The guarantees of free speech put corporations in a vulnerable position, Astrachan said.
"The individual speaker has absolute First Amendment rights," he said. "The remedy the company has is if they can find out who's doing it and show it's untrue, they can sue for defamation or trade disparagement, and maybe they can go after punitive damages."
The courts have ruled that Internet servers or facilitators have no liability, Astrachan said. "The Internet has been given equal status to newspapers and other media in terms of First Amendment analysis."
Nonetheless, companies more and more refuse to accept the attacks on them and their products casually.
Procter & Gamble Co., for instance, has filed 15 lawsuits in its effort to stop claims that the company's moon and star logo is evidence of ties to satanism. Although those rumors have been around for several years, they reached a broader audience with the Internet. Except for one suit still in litigation, all the lawsuits were concluded in the company's favor, though that hasn't brought a halt to the rumors.

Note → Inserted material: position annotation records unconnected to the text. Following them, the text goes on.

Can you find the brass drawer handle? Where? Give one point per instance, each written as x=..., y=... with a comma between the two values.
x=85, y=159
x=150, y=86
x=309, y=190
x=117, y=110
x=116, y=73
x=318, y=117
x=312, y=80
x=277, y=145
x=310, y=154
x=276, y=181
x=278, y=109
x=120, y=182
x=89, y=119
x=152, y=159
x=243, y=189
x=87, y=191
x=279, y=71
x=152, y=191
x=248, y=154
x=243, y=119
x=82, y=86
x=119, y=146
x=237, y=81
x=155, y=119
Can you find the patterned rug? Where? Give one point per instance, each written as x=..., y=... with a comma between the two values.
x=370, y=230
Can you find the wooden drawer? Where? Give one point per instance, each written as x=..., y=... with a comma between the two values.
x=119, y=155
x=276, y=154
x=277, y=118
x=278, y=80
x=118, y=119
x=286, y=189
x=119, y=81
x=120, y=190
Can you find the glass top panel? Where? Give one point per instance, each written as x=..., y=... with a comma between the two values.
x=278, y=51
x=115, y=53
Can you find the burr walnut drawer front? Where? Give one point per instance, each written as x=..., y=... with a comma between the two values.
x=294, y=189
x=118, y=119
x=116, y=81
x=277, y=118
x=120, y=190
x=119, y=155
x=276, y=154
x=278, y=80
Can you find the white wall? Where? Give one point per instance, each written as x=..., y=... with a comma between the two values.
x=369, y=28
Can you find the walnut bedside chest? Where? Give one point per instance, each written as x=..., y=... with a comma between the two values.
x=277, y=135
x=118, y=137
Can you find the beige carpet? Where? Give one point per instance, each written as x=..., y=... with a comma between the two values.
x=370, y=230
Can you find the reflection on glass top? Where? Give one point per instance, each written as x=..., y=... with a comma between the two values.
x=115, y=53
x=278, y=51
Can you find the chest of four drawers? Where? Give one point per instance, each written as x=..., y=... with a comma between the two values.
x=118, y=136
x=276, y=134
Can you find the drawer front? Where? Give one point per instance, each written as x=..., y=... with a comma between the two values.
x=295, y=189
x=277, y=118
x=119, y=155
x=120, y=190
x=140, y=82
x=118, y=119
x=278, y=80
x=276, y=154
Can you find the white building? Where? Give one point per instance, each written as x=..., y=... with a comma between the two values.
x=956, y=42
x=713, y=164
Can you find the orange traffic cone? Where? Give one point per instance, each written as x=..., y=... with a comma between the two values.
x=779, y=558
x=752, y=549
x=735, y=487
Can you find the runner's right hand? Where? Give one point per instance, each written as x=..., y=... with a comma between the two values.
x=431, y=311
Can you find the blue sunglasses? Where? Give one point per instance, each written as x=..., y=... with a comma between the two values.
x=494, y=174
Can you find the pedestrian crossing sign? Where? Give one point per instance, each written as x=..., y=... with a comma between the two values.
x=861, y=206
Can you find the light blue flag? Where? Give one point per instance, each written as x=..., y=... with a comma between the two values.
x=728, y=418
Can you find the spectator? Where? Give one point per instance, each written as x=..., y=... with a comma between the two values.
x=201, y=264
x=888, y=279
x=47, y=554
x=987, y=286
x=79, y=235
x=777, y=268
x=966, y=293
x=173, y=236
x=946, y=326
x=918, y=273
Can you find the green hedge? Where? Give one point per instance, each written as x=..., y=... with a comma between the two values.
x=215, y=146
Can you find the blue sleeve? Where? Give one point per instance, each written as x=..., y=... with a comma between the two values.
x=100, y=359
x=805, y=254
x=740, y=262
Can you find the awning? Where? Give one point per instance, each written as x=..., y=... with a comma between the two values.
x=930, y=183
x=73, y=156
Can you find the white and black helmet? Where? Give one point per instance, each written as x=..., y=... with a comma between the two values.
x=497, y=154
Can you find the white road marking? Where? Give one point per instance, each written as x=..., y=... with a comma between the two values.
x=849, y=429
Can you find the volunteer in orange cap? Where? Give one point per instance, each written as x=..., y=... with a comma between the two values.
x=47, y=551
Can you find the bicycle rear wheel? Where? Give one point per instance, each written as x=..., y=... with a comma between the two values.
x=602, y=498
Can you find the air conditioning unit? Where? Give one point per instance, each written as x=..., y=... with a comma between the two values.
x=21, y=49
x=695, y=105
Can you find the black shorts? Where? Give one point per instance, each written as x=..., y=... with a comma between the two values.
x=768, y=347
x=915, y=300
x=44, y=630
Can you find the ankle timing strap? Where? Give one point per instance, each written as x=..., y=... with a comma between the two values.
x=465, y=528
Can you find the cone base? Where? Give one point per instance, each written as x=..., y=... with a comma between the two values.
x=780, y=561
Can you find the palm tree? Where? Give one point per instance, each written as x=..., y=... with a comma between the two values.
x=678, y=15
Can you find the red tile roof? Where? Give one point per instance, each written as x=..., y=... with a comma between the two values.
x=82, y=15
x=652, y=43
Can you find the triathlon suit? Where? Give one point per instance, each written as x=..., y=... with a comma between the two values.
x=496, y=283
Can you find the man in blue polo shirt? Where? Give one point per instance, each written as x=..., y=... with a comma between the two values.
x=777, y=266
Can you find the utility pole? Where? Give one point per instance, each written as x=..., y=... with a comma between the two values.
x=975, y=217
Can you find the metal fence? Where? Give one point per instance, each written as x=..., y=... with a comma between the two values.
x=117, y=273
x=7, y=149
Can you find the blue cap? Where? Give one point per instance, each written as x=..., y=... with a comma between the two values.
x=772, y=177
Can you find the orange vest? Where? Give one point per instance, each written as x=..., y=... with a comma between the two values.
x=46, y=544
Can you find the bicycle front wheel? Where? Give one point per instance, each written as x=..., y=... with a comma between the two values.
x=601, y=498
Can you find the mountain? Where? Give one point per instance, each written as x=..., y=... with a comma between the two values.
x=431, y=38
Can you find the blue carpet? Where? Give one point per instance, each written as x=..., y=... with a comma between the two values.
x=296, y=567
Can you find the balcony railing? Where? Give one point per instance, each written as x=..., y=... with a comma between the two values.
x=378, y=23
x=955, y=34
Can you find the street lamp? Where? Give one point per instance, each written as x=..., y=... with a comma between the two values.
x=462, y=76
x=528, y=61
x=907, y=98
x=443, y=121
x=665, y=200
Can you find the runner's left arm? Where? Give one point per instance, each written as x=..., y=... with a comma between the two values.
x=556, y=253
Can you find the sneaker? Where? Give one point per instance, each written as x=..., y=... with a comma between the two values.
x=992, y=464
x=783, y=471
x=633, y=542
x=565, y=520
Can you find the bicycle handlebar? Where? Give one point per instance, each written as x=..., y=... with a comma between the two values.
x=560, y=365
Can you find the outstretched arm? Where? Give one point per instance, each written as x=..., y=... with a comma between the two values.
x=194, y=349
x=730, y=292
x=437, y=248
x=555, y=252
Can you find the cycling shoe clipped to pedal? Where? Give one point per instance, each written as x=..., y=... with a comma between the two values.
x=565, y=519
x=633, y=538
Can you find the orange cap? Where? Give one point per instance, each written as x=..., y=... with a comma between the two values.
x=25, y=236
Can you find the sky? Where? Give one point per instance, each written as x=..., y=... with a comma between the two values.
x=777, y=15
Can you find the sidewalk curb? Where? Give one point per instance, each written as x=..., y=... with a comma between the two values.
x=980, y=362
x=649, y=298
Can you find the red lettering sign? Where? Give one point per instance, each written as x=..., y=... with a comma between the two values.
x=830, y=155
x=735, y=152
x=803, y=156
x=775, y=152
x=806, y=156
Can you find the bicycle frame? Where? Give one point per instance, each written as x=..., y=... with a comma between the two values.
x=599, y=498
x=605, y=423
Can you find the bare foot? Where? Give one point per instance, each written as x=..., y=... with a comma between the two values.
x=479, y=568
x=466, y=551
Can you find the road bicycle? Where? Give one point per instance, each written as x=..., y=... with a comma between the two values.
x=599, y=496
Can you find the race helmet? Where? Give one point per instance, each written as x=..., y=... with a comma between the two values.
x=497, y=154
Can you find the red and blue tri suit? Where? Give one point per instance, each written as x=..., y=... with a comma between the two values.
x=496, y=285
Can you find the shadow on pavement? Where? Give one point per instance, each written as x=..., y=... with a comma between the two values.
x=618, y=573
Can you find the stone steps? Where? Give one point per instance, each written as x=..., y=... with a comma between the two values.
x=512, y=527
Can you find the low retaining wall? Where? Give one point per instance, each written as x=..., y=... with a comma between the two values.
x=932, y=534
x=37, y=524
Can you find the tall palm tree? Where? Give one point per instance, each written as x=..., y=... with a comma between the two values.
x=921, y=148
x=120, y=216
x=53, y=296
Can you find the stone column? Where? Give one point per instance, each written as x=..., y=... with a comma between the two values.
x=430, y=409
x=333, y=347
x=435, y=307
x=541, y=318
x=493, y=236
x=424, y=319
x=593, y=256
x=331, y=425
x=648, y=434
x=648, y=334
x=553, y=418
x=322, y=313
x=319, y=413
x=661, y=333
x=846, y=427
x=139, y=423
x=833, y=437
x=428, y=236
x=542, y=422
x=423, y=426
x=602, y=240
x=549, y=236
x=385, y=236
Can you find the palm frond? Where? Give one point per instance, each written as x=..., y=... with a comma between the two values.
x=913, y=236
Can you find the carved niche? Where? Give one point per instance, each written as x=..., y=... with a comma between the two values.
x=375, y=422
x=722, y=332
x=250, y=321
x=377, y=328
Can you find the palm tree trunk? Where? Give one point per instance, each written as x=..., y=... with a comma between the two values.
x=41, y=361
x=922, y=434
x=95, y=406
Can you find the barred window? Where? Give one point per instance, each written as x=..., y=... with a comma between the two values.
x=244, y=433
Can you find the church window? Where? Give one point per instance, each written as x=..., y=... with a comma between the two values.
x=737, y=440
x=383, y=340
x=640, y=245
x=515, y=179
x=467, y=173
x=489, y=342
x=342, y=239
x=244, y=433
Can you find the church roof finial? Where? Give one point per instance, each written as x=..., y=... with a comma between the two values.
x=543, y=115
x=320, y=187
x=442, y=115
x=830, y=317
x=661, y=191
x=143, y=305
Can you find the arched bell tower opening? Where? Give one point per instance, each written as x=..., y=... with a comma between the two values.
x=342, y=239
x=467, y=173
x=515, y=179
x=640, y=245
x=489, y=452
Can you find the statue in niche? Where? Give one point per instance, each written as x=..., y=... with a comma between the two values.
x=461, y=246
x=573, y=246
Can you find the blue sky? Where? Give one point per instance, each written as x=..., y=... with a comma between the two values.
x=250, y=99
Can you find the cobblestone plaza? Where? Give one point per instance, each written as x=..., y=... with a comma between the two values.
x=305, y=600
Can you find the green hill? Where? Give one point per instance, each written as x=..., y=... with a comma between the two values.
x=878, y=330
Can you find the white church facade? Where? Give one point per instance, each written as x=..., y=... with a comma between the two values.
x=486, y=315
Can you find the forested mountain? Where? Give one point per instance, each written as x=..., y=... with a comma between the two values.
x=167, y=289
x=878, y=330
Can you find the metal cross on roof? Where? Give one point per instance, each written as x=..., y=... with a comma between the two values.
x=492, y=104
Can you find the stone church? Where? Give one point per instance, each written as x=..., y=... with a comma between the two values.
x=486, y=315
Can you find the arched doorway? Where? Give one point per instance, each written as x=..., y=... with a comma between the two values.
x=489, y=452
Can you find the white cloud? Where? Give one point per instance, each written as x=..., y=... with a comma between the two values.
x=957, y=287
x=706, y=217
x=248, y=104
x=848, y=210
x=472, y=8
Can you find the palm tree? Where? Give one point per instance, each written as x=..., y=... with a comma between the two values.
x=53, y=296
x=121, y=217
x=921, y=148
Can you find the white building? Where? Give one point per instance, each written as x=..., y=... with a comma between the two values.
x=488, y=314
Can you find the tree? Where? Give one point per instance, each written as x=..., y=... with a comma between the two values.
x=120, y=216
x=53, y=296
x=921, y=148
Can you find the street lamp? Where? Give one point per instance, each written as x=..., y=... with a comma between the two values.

"All you can look at are the number of people who call to ask about the rumor," said Linda Ulrey, a company spokeswoman. "We don't know how many people haven't bothered to ask, yet their purchasing decisions were impacted." Procter & Gamble has been forced to do more than file lawsuits: Its Web site includes a letter from the president denouncing the rumor, letters of support from clergy, an explanation of the company's charitable donations and even a timeline on the origin of the logo. The company also has sent mass mailings to church groups.
"We've tried just about every communication vehicle to get the word out that this is just a ridiculous rumor," Ulrey said.
American Wood Fibers had to threaten litigation before the false claims about its cedar shavings were removed from a Web site. Executives of the company suspected that a friend of a competitor had planted the rumor.
But the problem didn't end there.
"It's like a chain letter," said John W. Casner, vice president of sales and marketing. "It's never-ending. We still get questioned from time to time."
Part of the frustration is that the company's accusers are, in most cases, anonymous.
"It's created a lie in the marketplace that I don't think will ever go away," Casner said. "It has a life of its own. It's forever on a Web site."
Traditionally, people have turned to public relations firms to keep track of such information and to give it the best possible spin.
"PR has traded for a long time on controlling who's sending the message, and so in that way you had a little control over how people would react to the messenger," said Steve Jones, professor and head of communications at the University of Illinois at Chicago. "Now you have no idea what's being said about your client or a product."
But the Internet and cable channels have created 24-hour-a-day news cycles and the need for monitoring goes go far beyond watching the mainstream media.
"The way the Internet and e-mail and all electronic communication works, wrong information can spread like wildfire," said Brian J. Lewbart, vice president of marketing communications for Richardson, Myers & Donofrio Inc. "The resulting damage to an organization can be huge. While it's becoming more of a challenge, it's becoming more important than ever to monitor what's being said and by whom."